Perhaps the most special part of the service took place next as the core Muppet performers, Richard Hunt, Jerry Nelson, Frank Oz, Dave Goelz, Kevin Clash and Steve Whitmire (dressed in a Kermit green three piece suit, shirt, tie, and shoes, perhaps foreshadowing the fact that he would take Jim's place as Kermit) took the stage and sang what they referred to as some of Jim's favorite songs. "The Cutest Little Baby Face," (sung in Muppet chickens' voices) "Lydia, the Tattooed Lady" (sung by Clash in Elmo's voice), "You Are My Sunshine," "I'm Going to Go Back There Someday" (sung by Goelz in Gonzo's voice) were among some of the treasures performed by the Muppet troupe.
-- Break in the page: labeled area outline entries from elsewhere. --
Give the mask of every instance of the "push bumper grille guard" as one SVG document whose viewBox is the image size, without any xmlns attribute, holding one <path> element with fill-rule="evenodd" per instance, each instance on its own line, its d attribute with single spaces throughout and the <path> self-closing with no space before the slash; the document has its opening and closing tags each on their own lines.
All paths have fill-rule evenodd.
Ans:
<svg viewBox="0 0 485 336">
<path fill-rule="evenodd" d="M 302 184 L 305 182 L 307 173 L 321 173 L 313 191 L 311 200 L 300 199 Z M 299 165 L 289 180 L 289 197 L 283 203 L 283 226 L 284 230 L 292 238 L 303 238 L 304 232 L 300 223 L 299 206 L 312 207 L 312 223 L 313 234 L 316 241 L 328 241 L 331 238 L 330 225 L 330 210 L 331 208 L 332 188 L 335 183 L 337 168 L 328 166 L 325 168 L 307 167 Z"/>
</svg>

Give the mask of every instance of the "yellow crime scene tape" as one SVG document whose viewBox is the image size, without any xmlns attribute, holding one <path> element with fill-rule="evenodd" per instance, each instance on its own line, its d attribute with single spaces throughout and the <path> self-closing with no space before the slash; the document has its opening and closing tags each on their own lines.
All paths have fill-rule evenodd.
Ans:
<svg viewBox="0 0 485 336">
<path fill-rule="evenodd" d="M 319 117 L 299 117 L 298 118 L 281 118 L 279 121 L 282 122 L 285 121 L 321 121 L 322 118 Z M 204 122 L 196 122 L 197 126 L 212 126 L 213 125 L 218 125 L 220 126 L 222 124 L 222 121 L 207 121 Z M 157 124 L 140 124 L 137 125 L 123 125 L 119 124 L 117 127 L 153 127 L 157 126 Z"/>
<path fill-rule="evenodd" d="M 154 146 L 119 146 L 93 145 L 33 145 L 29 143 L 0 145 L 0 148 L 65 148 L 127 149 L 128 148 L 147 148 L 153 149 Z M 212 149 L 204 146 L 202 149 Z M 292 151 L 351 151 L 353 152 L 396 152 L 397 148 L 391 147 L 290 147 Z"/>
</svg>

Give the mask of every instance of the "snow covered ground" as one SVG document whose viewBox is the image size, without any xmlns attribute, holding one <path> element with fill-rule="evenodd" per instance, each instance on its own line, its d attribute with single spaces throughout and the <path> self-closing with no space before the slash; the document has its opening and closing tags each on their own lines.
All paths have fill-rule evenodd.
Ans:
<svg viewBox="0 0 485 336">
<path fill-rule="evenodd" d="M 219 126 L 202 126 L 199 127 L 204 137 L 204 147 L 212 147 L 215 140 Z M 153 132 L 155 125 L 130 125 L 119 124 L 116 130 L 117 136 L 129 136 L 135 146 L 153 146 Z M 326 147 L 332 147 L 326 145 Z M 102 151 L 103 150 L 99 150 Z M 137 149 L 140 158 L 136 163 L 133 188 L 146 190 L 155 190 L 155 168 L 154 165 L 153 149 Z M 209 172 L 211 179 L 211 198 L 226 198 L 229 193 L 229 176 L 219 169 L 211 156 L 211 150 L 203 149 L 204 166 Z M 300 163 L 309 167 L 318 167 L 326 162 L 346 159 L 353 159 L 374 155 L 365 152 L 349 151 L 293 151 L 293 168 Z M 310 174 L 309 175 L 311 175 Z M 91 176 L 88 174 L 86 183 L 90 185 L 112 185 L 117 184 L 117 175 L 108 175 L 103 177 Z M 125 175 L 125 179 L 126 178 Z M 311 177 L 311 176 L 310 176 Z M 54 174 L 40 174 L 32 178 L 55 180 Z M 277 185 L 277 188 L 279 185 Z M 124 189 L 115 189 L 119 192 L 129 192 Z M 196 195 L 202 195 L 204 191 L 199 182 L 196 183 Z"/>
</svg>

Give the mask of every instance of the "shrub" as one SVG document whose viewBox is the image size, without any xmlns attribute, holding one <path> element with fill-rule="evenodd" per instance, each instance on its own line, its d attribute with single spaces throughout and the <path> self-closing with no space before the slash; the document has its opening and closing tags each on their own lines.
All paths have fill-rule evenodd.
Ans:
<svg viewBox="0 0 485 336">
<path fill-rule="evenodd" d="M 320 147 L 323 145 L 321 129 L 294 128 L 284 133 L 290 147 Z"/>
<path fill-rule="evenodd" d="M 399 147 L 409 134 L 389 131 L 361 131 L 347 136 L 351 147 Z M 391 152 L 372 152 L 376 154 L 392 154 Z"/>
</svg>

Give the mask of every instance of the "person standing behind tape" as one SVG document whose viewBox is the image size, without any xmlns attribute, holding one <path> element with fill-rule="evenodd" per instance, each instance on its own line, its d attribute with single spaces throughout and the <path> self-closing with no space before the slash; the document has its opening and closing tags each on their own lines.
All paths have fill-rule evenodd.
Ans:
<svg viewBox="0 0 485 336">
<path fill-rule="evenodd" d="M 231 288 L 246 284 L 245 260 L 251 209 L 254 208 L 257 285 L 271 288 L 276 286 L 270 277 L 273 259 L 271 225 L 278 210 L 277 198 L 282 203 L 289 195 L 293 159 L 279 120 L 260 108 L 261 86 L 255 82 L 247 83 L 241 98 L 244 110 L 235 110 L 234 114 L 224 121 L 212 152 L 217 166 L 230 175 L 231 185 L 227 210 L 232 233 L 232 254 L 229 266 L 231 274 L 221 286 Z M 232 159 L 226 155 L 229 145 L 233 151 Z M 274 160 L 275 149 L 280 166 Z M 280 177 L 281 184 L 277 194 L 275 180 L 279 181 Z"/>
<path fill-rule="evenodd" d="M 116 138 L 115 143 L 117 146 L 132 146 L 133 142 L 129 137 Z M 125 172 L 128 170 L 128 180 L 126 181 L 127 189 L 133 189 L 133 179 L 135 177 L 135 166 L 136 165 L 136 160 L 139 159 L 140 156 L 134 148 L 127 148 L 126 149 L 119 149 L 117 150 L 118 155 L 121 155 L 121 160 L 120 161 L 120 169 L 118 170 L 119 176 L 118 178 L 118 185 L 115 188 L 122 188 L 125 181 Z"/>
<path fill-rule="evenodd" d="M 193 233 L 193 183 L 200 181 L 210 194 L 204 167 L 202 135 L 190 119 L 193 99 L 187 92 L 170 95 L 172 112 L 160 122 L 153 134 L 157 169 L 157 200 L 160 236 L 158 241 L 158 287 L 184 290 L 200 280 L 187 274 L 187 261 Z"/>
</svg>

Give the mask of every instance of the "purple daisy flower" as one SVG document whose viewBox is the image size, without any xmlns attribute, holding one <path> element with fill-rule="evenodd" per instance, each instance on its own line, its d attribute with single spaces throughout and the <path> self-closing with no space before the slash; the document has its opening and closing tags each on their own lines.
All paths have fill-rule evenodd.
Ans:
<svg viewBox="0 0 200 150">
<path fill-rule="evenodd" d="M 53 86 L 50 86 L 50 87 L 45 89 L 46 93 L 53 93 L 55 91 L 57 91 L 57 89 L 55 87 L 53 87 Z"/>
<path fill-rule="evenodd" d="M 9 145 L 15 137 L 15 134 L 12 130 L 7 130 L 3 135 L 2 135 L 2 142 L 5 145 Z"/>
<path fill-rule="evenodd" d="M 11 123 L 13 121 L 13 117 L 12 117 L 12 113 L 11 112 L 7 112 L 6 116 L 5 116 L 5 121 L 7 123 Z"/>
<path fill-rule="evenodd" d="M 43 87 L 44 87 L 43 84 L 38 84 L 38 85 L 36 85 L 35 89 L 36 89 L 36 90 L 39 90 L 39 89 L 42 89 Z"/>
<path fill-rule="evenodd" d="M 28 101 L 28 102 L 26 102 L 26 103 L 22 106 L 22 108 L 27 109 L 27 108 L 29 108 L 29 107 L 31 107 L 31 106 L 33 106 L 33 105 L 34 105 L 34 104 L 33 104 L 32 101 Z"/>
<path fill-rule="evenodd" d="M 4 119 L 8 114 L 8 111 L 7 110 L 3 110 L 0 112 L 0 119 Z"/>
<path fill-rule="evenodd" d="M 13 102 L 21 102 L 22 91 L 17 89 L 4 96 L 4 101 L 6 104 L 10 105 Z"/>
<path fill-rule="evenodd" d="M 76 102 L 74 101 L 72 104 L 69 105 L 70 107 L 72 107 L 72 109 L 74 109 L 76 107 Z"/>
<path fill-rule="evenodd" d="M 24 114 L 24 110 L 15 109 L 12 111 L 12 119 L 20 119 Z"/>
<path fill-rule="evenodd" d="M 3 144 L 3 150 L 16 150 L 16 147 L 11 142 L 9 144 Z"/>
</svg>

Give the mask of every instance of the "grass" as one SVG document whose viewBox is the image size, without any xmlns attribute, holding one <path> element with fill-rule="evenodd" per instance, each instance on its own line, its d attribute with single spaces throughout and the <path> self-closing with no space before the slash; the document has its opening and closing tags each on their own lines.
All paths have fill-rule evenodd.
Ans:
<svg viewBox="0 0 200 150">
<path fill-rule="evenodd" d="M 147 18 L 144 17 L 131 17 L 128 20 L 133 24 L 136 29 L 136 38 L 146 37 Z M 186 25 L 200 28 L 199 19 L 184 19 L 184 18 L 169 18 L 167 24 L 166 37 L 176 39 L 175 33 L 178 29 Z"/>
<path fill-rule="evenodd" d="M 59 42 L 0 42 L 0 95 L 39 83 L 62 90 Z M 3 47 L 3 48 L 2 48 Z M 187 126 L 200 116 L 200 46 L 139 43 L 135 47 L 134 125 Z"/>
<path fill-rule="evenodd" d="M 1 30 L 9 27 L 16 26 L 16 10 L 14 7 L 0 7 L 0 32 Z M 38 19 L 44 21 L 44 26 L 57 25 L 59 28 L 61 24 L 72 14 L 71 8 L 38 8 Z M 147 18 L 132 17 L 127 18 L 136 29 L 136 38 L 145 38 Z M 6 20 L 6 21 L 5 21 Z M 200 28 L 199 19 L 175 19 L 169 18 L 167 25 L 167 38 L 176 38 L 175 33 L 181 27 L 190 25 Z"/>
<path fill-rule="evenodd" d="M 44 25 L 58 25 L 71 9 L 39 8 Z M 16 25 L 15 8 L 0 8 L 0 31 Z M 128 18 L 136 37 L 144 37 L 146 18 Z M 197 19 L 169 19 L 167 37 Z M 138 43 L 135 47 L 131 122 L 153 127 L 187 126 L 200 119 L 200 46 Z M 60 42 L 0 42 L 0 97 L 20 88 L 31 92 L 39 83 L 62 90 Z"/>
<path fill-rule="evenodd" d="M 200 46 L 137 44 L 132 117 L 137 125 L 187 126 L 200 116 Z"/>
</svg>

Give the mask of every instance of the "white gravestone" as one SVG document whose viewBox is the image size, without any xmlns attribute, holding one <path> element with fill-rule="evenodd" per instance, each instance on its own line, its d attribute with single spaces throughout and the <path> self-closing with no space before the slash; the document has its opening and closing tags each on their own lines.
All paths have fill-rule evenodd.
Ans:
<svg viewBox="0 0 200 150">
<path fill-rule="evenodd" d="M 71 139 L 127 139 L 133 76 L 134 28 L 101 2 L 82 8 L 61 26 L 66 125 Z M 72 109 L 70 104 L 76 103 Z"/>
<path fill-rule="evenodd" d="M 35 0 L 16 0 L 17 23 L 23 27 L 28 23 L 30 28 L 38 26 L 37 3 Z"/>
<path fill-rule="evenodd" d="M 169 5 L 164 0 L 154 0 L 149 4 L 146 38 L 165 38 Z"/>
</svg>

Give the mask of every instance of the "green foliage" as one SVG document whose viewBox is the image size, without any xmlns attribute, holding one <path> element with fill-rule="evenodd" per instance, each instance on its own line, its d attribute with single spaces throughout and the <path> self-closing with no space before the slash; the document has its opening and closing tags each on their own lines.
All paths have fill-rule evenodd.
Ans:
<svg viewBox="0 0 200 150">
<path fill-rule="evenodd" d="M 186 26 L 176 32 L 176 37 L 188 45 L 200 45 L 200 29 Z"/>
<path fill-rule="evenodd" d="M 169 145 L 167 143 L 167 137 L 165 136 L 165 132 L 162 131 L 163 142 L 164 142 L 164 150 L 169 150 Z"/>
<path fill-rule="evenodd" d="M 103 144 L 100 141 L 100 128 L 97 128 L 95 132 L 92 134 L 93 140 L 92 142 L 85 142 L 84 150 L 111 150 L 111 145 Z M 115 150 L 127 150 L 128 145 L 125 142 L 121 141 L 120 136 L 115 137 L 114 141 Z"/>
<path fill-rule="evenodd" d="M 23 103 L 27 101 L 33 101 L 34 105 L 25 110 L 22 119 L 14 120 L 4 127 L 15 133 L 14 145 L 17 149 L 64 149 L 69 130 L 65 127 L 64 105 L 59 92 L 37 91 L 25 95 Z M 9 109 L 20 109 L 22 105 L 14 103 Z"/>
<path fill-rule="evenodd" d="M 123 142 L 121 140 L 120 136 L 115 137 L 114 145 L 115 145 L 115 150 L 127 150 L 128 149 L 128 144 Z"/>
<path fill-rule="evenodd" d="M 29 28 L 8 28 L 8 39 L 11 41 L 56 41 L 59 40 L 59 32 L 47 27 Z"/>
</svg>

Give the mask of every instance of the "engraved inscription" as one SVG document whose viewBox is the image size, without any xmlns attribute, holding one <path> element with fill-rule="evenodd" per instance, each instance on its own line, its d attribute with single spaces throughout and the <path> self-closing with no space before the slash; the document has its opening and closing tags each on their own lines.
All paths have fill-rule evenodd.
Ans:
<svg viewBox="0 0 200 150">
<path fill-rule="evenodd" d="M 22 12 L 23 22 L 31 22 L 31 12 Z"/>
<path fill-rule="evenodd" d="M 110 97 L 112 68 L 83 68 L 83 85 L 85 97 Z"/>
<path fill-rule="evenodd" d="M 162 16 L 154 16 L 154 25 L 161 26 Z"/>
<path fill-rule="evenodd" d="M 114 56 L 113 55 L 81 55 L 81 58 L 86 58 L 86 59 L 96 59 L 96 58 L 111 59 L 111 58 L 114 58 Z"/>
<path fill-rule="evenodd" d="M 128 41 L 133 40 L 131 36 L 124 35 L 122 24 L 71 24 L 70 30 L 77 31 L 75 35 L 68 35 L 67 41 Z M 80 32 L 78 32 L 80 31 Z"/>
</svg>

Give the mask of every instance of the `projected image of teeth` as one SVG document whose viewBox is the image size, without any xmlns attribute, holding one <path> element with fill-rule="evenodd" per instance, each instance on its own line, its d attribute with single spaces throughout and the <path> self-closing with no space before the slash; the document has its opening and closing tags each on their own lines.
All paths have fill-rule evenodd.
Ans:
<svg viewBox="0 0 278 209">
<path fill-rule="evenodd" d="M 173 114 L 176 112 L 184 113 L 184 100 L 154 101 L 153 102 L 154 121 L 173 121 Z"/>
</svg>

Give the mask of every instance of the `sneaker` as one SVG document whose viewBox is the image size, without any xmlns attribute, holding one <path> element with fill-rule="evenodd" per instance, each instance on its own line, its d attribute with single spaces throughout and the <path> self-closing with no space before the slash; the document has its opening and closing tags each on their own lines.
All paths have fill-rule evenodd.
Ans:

The final song, "Just One Person" was begun by Richard Hunt performing with Scooter, his most famous character. As each verse progressed, each Muppeteer joined in with their own Muppets until the stage was filled with all the Muppet performers and their beloved characters. The audience rose to their feet and applauded and cried out loud. It was an extremely moving moment and a fitting way to end the service.

The bishop closed the ceremony and The Dirty Dozen Brass Band led us all out with a rousing rendition of "When the Saints Go Marching In."This was what Jim Henson had requested. Maybe some of the performers could sing a little. Maybe some of his friends could tell some stories. Maybe a Dixieland band could play "Saints." His wishes were granted happily by his beloved family and friends.

The words he left behind for his kids, which were printed in the program, summed up the day's emotions:

"Please watch out for each other and love and forgive everybody. It's a good life, enjoy it."

Once again, even in his passing Jim Henson taught us all a valuable and treasured lesson.